22.06.2022

BHV1: Verschärfter Schutz

Foto: landpixel

Im Regierungsbezirk Düsseldorf und im Kreis Borken ist laut dem Ministerium für Umwelt, Landwirtschaft, Natur- und Verbraucherschutz (MUNLV) die Zahl der mit dem Bovinen Herpesvirus 1 (BHV1, Rinderherpes) infizierten Rinderbestände kontinuierlich gestiegen. Durch zeitgleich erfolgte Ausbrüche in mehreren Betrieben habe sich das Seuchengeschehen dort mittlerweile verdichtet.

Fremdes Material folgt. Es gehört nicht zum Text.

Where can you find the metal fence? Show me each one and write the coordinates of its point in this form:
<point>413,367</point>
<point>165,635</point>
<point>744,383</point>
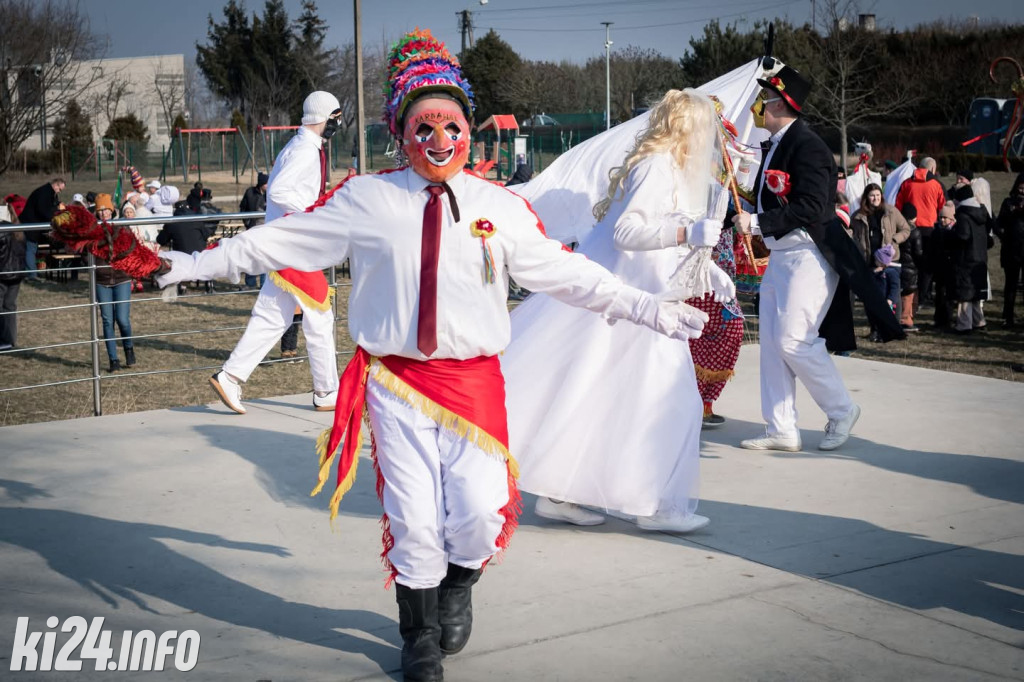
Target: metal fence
<point>93,306</point>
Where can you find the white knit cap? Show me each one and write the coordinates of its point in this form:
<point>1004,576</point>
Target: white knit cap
<point>317,107</point>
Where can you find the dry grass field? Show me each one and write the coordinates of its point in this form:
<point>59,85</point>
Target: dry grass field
<point>194,356</point>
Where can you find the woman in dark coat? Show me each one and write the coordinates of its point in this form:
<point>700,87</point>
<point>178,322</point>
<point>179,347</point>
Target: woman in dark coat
<point>968,249</point>
<point>911,257</point>
<point>1010,227</point>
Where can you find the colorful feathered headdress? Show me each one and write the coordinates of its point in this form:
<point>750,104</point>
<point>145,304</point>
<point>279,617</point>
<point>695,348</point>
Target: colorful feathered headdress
<point>420,64</point>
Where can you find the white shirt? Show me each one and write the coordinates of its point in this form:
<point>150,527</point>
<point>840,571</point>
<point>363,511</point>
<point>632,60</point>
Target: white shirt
<point>376,221</point>
<point>796,237</point>
<point>295,181</point>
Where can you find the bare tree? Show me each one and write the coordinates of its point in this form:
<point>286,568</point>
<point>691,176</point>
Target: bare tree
<point>42,45</point>
<point>846,74</point>
<point>109,93</point>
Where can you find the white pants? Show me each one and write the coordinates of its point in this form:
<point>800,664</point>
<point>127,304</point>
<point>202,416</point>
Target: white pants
<point>970,314</point>
<point>796,293</point>
<point>441,494</point>
<point>271,315</point>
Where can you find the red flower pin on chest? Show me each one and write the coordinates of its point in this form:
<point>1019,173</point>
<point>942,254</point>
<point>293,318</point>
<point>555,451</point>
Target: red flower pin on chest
<point>485,229</point>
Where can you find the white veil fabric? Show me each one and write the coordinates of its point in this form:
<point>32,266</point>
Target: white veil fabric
<point>564,194</point>
<point>600,415</point>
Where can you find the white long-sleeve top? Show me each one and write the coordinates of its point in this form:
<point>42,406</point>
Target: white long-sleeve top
<point>376,221</point>
<point>295,180</point>
<point>649,214</point>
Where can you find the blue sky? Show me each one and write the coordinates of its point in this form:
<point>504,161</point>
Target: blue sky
<point>551,30</point>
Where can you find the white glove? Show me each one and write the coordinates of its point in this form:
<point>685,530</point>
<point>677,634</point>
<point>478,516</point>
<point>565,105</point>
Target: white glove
<point>666,313</point>
<point>722,286</point>
<point>704,232</point>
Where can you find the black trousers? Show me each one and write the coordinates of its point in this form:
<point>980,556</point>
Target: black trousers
<point>8,304</point>
<point>1013,275</point>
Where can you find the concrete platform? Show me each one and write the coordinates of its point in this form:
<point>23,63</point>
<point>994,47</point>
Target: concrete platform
<point>899,557</point>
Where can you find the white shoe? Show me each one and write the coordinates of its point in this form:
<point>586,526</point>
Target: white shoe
<point>673,522</point>
<point>566,511</point>
<point>228,391</point>
<point>327,402</point>
<point>784,443</point>
<point>838,430</point>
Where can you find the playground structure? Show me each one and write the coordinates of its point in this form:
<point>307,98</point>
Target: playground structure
<point>239,155</point>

Zur Eindämmung sei nun gemeinsam mit dem Landwirtschaftsministerium und allen rinderhaltenden Betrieben im Regierungsbezirk Düsseldorf und im Kreis Borken ein Leitfaden entwickelt worden. Dieser sei verbindlich anzuwenden. Vereinbart worden sei darin etwa die Einhaltung zusätzlicher Biosicherheitsmaßnahmen. Zudem soll durch ein verstärktes Frühwarnsystem in Form erweiterter Untersuchungspflichten die möglichst schnelle Identifikation der virustragenden Tiere gewährleistet werden, um eine unerkannte Durchseuchung von Rinderbeständen und die Weiterverschleppung des Virus zu unterbinden.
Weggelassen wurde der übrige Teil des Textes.